Differences Between Companies Limited By Shares and Companies Limited By Guarantee
1. PROCESS OF REGISTRATION: The mode of registrating a company, whether it is limited by shares or by guarantee seem to be thesame in that the promoters or founding members follow the due process under the relevant law which is the Company and Allied Matters Act to register the company with the Corporate Affairs Commission (CAC).
A Company limited by shares are usually registered through a simple process of application for name reservation with the CAC after which the registration documents would be lodged and approved by the commission. On the other hand, for a company limited by guarantee, the process is more complex in that the applicants are expected to file an application with the Attorney General of the Federation and await his approval. Such approval becomes very sacrosanct in the formation of a company limited by guarantee.
2. APPROVAL: For a company to by duly formed, it must obtain certain approval or authorization from the relevant agencies or bodies of government. In the case of companies limited by shares, the approval necessary is that if the corporate affairs commission which is usually consequent upon the founders application for registration.
On the part of companies limited by guarantee, the founders must have to obtain the approval of the commission in addition to that if the Attorney General of the Federation.

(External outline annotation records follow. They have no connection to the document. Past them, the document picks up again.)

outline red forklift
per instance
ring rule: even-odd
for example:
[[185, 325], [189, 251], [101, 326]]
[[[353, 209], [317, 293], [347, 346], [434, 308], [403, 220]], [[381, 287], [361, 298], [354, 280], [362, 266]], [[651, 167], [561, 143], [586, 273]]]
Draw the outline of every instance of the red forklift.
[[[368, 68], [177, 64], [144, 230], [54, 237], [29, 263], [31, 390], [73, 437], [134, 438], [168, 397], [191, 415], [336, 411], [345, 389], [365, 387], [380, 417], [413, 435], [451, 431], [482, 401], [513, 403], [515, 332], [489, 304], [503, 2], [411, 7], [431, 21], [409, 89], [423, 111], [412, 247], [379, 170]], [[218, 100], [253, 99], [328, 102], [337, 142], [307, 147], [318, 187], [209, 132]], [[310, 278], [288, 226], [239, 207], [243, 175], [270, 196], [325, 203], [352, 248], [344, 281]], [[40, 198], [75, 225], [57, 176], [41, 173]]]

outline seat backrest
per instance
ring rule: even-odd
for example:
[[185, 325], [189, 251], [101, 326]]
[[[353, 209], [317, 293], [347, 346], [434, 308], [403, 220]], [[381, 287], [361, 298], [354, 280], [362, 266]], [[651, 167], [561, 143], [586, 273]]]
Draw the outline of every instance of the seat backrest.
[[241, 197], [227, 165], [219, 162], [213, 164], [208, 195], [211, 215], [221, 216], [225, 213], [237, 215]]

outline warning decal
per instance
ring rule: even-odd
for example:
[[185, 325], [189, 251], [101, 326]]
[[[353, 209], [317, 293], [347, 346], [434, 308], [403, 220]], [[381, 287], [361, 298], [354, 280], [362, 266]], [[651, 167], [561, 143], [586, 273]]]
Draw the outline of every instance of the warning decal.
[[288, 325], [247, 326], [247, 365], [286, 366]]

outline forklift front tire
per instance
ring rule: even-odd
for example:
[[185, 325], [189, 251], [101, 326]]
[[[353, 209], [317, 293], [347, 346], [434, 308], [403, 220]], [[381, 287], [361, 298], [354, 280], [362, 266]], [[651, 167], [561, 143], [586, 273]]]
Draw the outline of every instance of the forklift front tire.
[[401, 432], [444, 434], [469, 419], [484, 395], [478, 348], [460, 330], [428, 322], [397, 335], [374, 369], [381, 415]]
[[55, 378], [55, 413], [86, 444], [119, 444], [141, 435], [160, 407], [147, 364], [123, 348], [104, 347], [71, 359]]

3. MEMORANDUM: The memorandum of Association of a company or proposed company is a document that outlines important aspects of the company’s operations including the number of person’s forming the Company, the type of company being formed, the objects of the company and others. To that effect, according to the provisions of CAMA, the formation of a company limited by shares is targeted at profiteering and that is usually contained in it’s objects where it states the kind of business it could carry on and the number of share capital it is to be established with.
On the other hand, Companies limited by guarantee are not allowed to engage in profit yielding ventures or operate with a share capital. It is not allowed to divest any of it’s properties or state in it’s article of Association that any of it’s members will be entitled to such dividend from the Company’s operations.

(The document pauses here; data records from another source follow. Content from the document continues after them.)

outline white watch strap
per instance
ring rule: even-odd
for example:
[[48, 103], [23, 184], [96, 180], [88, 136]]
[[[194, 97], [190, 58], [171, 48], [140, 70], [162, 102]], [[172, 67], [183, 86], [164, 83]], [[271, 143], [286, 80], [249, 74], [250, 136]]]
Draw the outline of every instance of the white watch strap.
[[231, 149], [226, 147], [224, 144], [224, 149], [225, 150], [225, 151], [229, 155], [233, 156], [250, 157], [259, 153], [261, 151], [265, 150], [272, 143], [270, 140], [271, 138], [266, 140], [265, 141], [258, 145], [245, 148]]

4. PROFIT: One of the core reason for opening or setting up a company is to run businesses on commercial basis and earn profit which would be declared by the company and shared as dividend to it’s shareholders. While this is the focal foundation for the establishment of companies limited by shares, this is not the case with Companies limited by guarantee.
They are set up for the promotion of social infrastructure and structures in the society, providing humanitarian services like furthering the course of education and others. It is not a profit making Company and barred from many one.
5. DEFINITION: Having defined what a company is, it suffices to state that one of the major difference between a company limited by shares and that limited by guarantee is that while the Company limited by shares is one established with a certain number of members, it is mandatory to have a nominal share capital and the liabilities of the members are to the extent of shares held by each member in the event if winding up.
When it has to do with a company limited by guarantee, the members liabilities are to the extent of their undertaking and guarantee, ie, to the extent they agreed to contribute in the event that the company is winding up.
6. SHARES: Shares is the right of a member of a company calculated in monetary terms. Every company limited by shares must be established with a share capital and the amount of share capital it has is dependent on the type of limited company it is (except limited by guarantee). Each member must have at least one shares with the company and that shares entitled the holders to certain rights and obligations through the time the company is being operational to the time of winding up.
On the other hand, a company limited by guarantee doesn’t have shares as the law does not permit it to have one so, the members are not shareholders and in the event if winding up, they only contribute the portion they had guranteed to contribute And nothing more.
7. DIVIDEND: Every Company limited by shares must have shareholders who are entitled to the company’s dividend. Dividend is the amount of profit accrued to a shares within a certain period of time when declared.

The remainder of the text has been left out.